La S. Messa è sacrificio propiziatorio? O solo "mensa", "banchetto", "conferenza"?

Come si sa, il sacrificio della Messa ha una quadrupla finalità: l’adorazione, l’azione di grazie, la propiziazione e l’impetrazione.

L’adorazione è l’onore reso a Dio in ragione della sua perfezione infinita ed assoluta.

L’azione di grazie è la manifestazione della nostra gratitudine verso Dio per i benefici da Lui ricevuti.

"Il sacrificio è detto propiziatorio, spiega il P. Aldama (De Sanct. Euch., p. 338), in quanto esso è un atto gradito da Dio, che giustamente si sente offeso dal peccatore. Questo atto è compiuto tramite il riscatto, il quale è una riparazione secondo una uguaglianza proporzionale all’offesa commessa; esso appartiene alla virtù della giustizia.".

Con l’impetrazione, noi chiediamo a Dio nuovi benefici.

A questo proposito, ciò che è in questione nella vecchia disputa fra cattolici e protestanti, non è, propriamente parlando, il carattere sacrificale della S. Messa, ma piuttosto il suo carattere propiziatorio. In altri termini, cattolici e protestanti ammettono che la Messa è un sacrificio di lode e di rendimento di grazie, ma i protestanti negano (ed è questa la loro eresia in materia) che la Messa costituisca un sacrificio propiziatorio.

È dunque della più grande importanza verificare se Farnes ammetta la nozione di PROPIZIAZIONE, o se invece parli solo di SACRIFICIO, passando sotto silenzio il suo carattere PROPIZIATORIO.

Tutto ciò è anzi della massima importanza, dal momento che il concilio di Trento ha definito la S. Messa come un "sacrificio veramente propiziatorio" ( Denz.-Sch., 1743) e ha scagliato questo anàtema:

"Se qualcuno afferma che il sacrificio della messa è solamente di lode e di rendimento di grazie, o una semplice commemorazione del sacrificio consumato sulla croce, ma non è propiziatorio […], sia anàtema" ( Denz.-Sch., 1753).
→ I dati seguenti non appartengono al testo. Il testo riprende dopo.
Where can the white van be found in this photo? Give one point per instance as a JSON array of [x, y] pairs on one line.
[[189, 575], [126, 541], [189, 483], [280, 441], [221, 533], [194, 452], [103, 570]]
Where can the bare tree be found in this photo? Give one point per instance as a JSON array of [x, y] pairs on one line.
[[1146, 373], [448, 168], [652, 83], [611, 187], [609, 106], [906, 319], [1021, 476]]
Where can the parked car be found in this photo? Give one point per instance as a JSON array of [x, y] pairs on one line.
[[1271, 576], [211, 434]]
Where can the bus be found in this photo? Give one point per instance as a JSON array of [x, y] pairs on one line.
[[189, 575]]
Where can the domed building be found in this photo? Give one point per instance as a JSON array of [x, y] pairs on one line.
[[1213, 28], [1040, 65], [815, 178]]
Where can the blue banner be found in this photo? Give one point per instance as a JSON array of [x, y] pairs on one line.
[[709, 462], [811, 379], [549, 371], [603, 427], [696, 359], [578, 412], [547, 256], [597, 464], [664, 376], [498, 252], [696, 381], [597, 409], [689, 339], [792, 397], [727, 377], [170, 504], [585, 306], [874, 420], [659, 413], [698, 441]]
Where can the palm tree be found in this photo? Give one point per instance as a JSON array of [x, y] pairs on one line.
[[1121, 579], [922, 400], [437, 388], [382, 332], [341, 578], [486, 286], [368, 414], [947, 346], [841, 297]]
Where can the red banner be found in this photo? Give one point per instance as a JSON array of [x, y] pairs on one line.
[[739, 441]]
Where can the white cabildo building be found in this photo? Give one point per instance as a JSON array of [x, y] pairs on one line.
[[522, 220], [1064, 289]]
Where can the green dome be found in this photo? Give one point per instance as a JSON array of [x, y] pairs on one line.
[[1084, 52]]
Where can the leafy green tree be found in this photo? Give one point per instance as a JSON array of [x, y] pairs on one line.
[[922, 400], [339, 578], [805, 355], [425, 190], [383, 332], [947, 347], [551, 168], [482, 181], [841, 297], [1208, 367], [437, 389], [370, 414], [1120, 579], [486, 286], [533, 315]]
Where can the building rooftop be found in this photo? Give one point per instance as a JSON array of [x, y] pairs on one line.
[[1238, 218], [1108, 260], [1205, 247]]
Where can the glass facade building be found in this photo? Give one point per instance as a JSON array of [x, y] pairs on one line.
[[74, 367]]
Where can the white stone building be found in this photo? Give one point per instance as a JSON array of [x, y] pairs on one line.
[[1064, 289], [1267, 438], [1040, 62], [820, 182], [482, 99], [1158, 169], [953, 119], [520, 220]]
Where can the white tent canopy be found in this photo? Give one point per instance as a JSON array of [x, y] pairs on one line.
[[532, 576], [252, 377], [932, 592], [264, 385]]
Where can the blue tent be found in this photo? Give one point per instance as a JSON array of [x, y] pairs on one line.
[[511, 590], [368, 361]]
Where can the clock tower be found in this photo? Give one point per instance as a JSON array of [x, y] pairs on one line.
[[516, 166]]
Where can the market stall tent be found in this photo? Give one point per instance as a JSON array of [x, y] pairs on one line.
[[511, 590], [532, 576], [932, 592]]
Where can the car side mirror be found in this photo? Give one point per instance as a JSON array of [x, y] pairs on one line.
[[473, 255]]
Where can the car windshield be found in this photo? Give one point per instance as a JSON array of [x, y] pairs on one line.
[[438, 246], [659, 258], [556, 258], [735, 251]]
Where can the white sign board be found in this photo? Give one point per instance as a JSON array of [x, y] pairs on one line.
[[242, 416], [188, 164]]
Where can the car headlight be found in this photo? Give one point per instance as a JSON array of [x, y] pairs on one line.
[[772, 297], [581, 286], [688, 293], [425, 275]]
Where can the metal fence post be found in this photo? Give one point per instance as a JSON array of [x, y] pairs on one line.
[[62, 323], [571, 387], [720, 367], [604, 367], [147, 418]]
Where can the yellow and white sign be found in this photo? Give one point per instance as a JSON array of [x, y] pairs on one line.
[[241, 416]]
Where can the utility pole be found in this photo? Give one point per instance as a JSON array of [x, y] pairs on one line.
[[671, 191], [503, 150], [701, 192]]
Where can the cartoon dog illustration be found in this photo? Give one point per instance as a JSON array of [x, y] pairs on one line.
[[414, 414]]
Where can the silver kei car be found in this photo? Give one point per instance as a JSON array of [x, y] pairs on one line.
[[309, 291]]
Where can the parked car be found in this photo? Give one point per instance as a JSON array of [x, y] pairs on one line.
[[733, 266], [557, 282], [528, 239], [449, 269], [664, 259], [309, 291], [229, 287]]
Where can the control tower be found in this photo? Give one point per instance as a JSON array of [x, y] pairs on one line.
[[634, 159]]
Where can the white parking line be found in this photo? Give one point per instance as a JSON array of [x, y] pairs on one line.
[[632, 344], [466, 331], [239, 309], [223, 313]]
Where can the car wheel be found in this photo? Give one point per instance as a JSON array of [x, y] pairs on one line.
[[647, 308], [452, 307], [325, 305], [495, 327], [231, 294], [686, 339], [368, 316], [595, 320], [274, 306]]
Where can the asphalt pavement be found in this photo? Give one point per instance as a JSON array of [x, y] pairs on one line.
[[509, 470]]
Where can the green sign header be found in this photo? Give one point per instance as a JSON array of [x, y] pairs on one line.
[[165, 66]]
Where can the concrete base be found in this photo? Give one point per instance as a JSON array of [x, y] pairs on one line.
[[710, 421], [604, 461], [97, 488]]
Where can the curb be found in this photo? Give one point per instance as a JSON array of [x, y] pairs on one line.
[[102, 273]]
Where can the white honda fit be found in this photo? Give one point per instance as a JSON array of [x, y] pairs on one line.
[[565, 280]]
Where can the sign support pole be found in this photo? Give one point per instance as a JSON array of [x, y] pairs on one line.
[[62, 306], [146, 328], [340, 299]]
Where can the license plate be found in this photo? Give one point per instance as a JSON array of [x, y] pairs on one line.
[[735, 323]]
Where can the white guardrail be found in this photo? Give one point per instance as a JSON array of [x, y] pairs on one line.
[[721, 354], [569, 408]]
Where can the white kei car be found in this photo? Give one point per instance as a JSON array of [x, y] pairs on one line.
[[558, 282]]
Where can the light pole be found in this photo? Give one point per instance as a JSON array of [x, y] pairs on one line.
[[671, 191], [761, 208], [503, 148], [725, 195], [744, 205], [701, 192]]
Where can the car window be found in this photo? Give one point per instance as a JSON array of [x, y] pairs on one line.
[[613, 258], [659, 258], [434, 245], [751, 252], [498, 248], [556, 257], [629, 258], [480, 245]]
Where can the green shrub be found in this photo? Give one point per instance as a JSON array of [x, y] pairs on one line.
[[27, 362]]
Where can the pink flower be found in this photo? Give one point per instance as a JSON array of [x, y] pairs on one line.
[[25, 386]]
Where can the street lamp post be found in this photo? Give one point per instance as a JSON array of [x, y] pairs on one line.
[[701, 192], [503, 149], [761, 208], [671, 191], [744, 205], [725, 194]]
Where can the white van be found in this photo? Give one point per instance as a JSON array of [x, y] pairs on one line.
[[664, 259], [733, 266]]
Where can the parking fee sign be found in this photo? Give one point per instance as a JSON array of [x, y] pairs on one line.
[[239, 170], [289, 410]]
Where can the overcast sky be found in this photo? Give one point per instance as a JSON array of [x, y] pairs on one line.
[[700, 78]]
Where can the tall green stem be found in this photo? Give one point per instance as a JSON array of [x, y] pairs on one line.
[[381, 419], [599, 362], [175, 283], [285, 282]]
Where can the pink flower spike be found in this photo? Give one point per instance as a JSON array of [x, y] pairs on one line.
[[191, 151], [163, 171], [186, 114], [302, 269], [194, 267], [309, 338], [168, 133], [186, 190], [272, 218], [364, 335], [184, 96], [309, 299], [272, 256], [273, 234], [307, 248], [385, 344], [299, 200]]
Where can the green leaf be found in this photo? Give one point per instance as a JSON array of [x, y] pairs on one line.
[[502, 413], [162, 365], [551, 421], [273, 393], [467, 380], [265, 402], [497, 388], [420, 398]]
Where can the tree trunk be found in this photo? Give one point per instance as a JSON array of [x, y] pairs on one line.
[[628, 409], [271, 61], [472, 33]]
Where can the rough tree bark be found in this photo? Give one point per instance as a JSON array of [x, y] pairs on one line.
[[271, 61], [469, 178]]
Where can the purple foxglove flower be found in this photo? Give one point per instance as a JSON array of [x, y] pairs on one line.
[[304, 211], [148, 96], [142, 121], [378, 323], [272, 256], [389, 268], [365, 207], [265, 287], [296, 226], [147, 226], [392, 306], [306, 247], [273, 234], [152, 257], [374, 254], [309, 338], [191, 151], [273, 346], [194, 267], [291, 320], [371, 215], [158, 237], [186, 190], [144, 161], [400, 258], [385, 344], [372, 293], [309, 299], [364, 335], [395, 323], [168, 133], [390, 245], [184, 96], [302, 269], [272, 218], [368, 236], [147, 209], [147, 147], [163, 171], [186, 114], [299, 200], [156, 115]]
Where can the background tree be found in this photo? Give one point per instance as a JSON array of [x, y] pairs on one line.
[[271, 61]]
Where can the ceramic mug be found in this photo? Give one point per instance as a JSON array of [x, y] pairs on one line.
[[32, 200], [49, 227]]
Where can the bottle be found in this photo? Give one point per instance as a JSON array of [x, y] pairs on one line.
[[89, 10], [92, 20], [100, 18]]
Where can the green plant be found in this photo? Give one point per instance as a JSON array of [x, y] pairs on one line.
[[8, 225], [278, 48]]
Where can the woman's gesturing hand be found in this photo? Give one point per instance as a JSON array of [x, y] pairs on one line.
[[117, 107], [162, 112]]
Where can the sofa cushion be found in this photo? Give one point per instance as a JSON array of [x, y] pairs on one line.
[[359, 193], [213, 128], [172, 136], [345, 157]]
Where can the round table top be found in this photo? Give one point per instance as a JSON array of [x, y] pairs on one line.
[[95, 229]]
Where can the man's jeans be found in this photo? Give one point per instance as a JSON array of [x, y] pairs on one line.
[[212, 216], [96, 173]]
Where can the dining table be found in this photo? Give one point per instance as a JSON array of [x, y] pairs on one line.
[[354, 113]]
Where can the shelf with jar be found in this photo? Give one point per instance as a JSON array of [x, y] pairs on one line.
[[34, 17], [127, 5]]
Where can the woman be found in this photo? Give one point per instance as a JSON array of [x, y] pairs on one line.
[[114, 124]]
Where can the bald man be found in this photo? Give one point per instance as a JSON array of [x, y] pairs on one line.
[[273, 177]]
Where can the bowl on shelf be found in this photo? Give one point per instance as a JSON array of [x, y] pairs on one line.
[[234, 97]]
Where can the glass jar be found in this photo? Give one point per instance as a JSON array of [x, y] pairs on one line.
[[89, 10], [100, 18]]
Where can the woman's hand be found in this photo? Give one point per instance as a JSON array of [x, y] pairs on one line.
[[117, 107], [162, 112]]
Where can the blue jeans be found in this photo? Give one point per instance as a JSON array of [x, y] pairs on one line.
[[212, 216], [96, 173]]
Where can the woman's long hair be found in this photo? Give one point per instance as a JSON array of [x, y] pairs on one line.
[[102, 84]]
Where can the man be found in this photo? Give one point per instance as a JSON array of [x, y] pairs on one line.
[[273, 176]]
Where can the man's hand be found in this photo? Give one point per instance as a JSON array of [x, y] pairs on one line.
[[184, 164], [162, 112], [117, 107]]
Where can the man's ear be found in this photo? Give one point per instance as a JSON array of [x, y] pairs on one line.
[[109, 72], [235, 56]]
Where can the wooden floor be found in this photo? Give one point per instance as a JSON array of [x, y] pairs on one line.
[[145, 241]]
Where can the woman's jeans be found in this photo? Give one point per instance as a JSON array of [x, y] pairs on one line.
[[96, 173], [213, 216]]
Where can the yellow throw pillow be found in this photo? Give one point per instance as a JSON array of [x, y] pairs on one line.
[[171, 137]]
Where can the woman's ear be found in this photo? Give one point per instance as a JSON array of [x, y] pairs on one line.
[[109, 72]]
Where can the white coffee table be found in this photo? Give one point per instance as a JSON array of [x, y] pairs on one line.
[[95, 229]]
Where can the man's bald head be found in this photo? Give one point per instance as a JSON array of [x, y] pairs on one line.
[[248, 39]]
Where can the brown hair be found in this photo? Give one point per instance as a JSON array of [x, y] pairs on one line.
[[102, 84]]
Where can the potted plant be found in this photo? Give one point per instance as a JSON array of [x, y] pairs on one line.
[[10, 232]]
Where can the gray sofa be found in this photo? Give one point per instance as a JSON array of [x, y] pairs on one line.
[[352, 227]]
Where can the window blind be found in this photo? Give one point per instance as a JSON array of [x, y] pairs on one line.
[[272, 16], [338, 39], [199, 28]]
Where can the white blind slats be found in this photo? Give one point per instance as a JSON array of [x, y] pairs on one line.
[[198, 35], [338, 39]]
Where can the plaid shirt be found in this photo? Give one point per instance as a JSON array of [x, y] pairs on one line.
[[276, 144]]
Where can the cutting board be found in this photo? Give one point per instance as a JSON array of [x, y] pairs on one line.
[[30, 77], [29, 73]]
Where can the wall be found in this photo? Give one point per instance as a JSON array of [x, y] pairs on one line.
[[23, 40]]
Se analizziamo il commento di Farnes all”Institutio”, notiamo che le omissioni e le ambiguità tendenti a celare il carattere sacrificale e propiziatorio della S. Messa sono molto numerose.

Nei 171 articoli dell’indice analitico dell’opera, le parole "sacrificio" e "propiziazione" non compaiono mai.

Non solo, ma trattando dei luoghi dove dev’essere celebrata la Messa (che, secondo la pratica tradizionale, “dovrebbero” essere le chiese), Farnes afferma:

"Questi luoghi hanno - ci sia permesso il paragone - qualcosa di un grande refettorio per banchetti; di una sala per conferenze dove si ascolta la saggezza di Dio; di un teatro dove si assiste al grande spettacolo della teofania; di un salotto per conversazioni dove si dialoga con Dio; di una sala da feste dove i credenti esprimono la loro gioia" ( Nuevas normas…, p. 61)

Notiamo come Farnes parli di tutto, tranne che di una chiesa propriamente detta, cioè di un luogo sacro nel quale Nostro Signore Gesù Cristo, veramente presente, s’immola Lui stesso sull’altare in propiziazione per i peccati degli uomini.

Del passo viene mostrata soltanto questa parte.